For a closed curve in the plane, curvature motion can be studied in the classical setting; that is, the solution exists globally in time and is smooth. For surfaces in 3D and higher dimensions, singularities can develop in the surface, such as topological changes (e.g., the number of connected components can change), and we are unable to interpret solutions classically beyond such singularities. Viscosity solutions offer the correct notion of generalized mean curvature motion, and describe how the surface evolves after formation of singularities. This is one example of a topic we will study in the course.
Course Information
Instructor | Jeff Calder (Office: 538 Vincent Hall, Email: jcalder at umn dot edu) |
Lectures | MWF, 2:30pm--3:20pm in 207 Vincent Hall |
Office Hours | Monday 12pm--1pm, Friday 12:30pm--2:30pm in 538 Vincent hall |
Lecture Notes | Viscosity Solutions, Jeff Calder |
Recommended Books/Papers | Bardi, M. and Capuzzo-Dolcetta, I. Optimal Control and Viscosity Solutions of Hamilton-Jacobi-Bellman Equations.

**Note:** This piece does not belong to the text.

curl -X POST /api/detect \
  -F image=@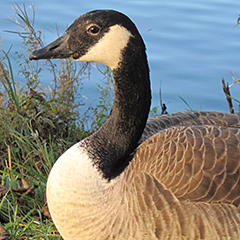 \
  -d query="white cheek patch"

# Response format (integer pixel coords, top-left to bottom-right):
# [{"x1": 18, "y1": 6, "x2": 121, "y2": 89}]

Springer, 1997. Crandall, M. Viscosity Solutions : A Primer. Viscosity Solutions and Applications. Springer, Berlin, Heidelberg, 1997. |
Grades | Your final grade will be based on a selection of homework problems (50%) and a final presentation (50%). |
Readings | Readings will be assigned on a weekly basis and posted on the schedule page on this website. It is very important to do the readings before attending the associated lecture. The lecture notes will be updated periodically on the schedule page. |
Homework | There will be bi-weekly homework assignments posted on this website that will be due every other Friday. Collaboration on homework is encouraged. |
Matlab | At least one homework assignment will involve some numerical computations in Matlab. All computers in Vincent Hall have Matlab, Mathematica, and Maple installed. All Linux lab computers in the college should have the same software. This includes the labs in Vincent Hall 5 (when no class is in session) and 270D. You can also download Matlab on your personal computer with a University license. The software as well as instructions are available here. Before downloading the software, you will need a CSELabs account, which you can get here. There is also a great open source alternative to Matlab called GNU Octave. The software is free and open source, and can be downloaded here. |
Academic Honesty | The School of Mathematics at the University of Minnesota expects that students in mathematics courses will not engage in cheating or plagiarism. Cheating, plagiarism, and other forms of academic dishonesty will result in a grade of zero on the homework assignment or exam in question, and, in severe cases, a failing grade in the course and a referral to the Office for Student Conduct and Academic Integrity (OSCAI). Students should be familiar with the Student Code of Conduct. |